The E. coli GroEL chaperonin is a complex of identical subunit proteins (57 kDa each) arranged in a back-to-back stacking of two heptameric rings. Its hallmarks include nested positive intraring and negative interring cooperativity in ATP binding and the ability to mediate the folding of newly transcribed and/or denatured substrate proteins. We performed unbiased molecular dynamics simulations of the GroEL subunit protein in explicit water both with and without the nucleotide KMgATP to understand better the details of the structural transitions that enable these behaviors.
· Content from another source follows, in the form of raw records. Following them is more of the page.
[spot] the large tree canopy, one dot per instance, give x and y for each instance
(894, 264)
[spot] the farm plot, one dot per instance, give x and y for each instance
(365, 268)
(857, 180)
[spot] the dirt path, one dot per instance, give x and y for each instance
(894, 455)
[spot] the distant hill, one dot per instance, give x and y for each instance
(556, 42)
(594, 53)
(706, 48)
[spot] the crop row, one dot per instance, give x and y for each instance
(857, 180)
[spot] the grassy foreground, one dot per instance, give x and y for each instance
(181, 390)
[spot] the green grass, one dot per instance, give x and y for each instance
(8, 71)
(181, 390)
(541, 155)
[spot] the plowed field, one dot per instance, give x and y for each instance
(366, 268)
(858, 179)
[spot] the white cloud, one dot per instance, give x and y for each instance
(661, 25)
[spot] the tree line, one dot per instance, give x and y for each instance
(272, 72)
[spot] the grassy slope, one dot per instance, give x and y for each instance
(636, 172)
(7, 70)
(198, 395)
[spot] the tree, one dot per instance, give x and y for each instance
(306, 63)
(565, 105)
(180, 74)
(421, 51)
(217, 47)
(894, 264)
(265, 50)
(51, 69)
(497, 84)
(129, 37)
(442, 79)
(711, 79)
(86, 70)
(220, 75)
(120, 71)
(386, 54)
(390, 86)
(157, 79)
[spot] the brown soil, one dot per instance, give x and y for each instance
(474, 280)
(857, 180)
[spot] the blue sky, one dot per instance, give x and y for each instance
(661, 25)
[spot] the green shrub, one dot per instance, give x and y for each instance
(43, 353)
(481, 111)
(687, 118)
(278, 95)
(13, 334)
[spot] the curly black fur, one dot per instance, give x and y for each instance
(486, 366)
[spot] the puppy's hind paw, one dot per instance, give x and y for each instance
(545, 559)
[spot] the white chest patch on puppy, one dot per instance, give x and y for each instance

Placing KMgATP in the equatorial domain binding pocket of a t state subunit, which corresponds to a low ATP-affinity state, produced a short-lived (6 ns) state that spontaneously transitioned to the high ATP-affinity r state. The important feature of this transition is a large-scale rotation of the intermediate domain's helix M to close the ATP binding pocket. Pivoting of helix M is accompanied by counterclockwise rotation and slight deformation of the apical domain, important for lowering the affinity for substrate protein. Aligning simulation conformations into model heptamer rings demonstrates that the tr transition in one subunit is not sterically hindered by t state neighbors, but requires breakage of Arg197-Glu386 intersubunit salt bridges which are important for interring positive cooperativity. Lowest-frequency quasi-harmonic modes of vibration computed pre- and post-transition clearly show that natural vibrations facilitate the transition. Finally, we propose a novel mechanism for interring cooperativity in ATP binding inspired by the observation of spontaneous insertion of the side-chain of Ala480 into the empty nucleotide pocket.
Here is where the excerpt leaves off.